Rechtspraak
Feiten
Werknemer is op 1 augustus 2024 in dienst getreden bij de rechtsvoorganger van werkgever in de functie van transportmedewerker. Sinds 1 januari 2025 wordt het loon van werknemer door werkgever betaald. Op 29 januari 2025 is werknemer op staande voet ontslagen wegens het gebruik van fysiek geweld richting zijn werkgever. Hij heeft de directeur op de parkeerplaats geslagen. Dit ontslag is bij brief van diezelfde datum aan werknemer bevestigd. De ontslagbrief is per Whatsapp aan werknemer is verzonden. Een getuige, Y, heeft een schriftelijke verklaring afgelegd. Y stond samen met de directeur buiten op de parkeerplaats op het moment dat werknemer daar aankwam. Werknemer verzoekt onder meer het ontslag op staande voet te vernietigen. Hij stelt zich op het standpunt dat niet is voldaan aan het vereiste van onverwijldheid noch aan het vereiste van gelijktijdige mededeling van de dringende reden. Daarnaast betwist werknemer het bestaan van de dringende reden.

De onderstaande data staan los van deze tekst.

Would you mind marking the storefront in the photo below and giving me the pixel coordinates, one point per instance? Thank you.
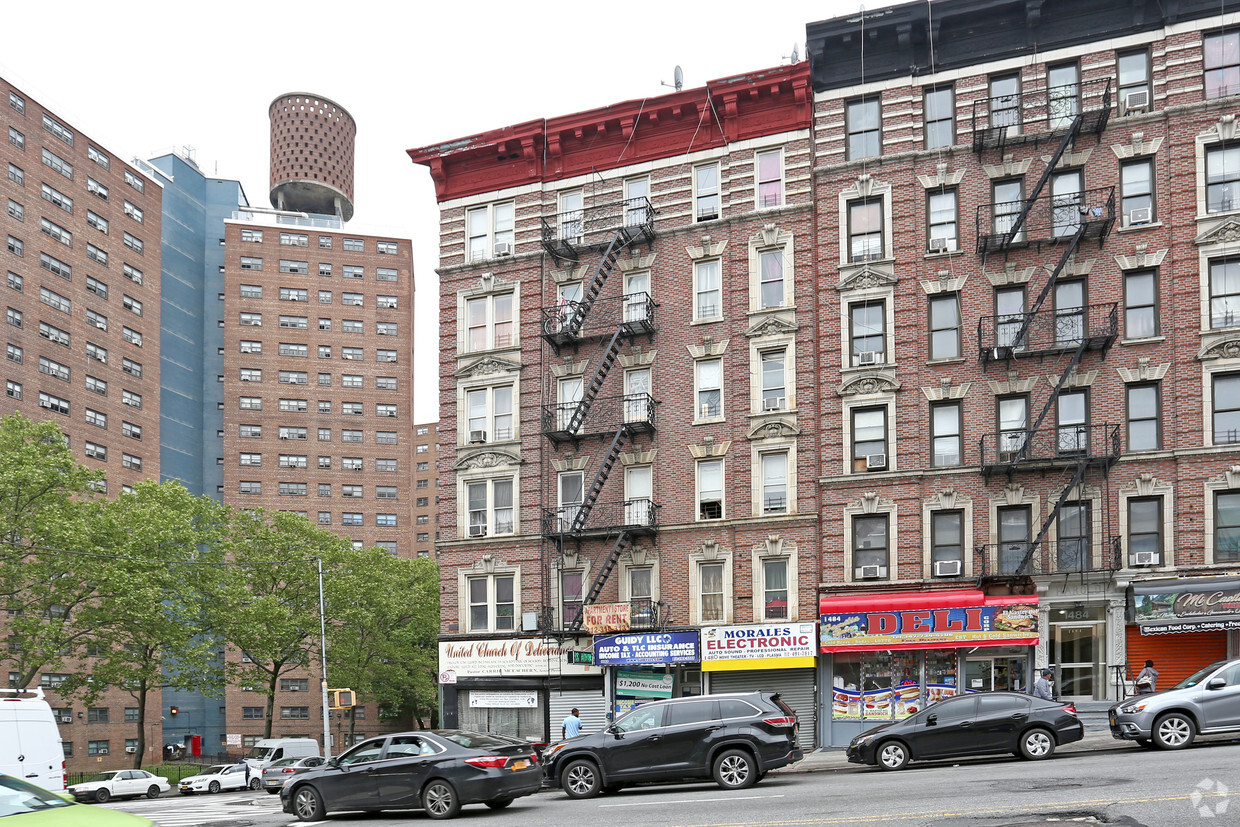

Werkgever stelt dat het verzoek van werknemer moet worden afgewezen en verzoekt op zijn beurt dat werknemer wordt veroordeeld tot betaling van de gefixeerde schadevergoeding.
Oordeel
Onverwijld ontslag en onverwijlde mededeling
De verweren van werknemer worden gepasseerd. Het is, anders dan werknemer bepleit, voor hem duidelijk geweest om welke reden hij is ontslagen. Uit de ontslagbrief blijkt duidelijk dat werkgever werknemer verwijt dat hij zijn werkgever, in de persoon van de directeur, heeft geslagen. Dat in de ontslagbrief daarbij wordt gesproken over ‘fysiek geweld’, terwijl in latere correspondentie kennelijk het woord ‘mishandeling’ is gebruikt, neemt niet weg dat helder is dat werknemer is ontslagen vanwege het vermeende incident op 29 januari 2025, waarbij werknemer de directeur in het gezicht zou hebben geslagen. Het ontslag is diezelfde dag en dus onverwijld aan werknemer gegeven.
Dringende reden
Werkgever heeft het bestaan van de dringende reden gemotiveerd en onderbouwd toegelicht. De stelling dat werknemer de directeur in het gezicht heeft geslagen, is onderbouwd met een schriftelijke getuigenverklaring van Y. De inhoud van de verklaring van Y stemt overeen met de gedetailleerde verklaring die de directeur ter zitting heeft gegeven. Daar komt bij dat werkgever ter zitting door naar voren heeft gebracht dat Y direct na het incident een audiofragment heeft opgenomen. Dit fragment is ter zitting in aanwezigheid van partijen afgespeeld. Ook in dat audiofragment vertelt Y dat werknemer de directeur ‘op de wang, gewoon poef in zijn gezicht’ heeft geslagen. Hier tegenover staat enkel de verklaring van werknemer, welke verklaring bovendien verre van stellig is, aangezien werknemer als hij spreekt over het incident steeds aangeeft dat hij de directeur ‘in zijn beleving’ niet heeft aangeraakt en/of geslagen. Dit maakt dat sprake is van een onvoldoende gemotiveerde betwisting door werknemer. Aldus is in voldoende mate vast komen te staan dat werknemer de directeur in het gezicht heeft geslagen. Dit levert een dringende reden op voor ontslag op staande voet. De verzoeken van werknemer zijn daarom niet toewijsbaar. De verzochte gefixeerde schadevergoeding door werkgever is om die reden wel toewijsbaar.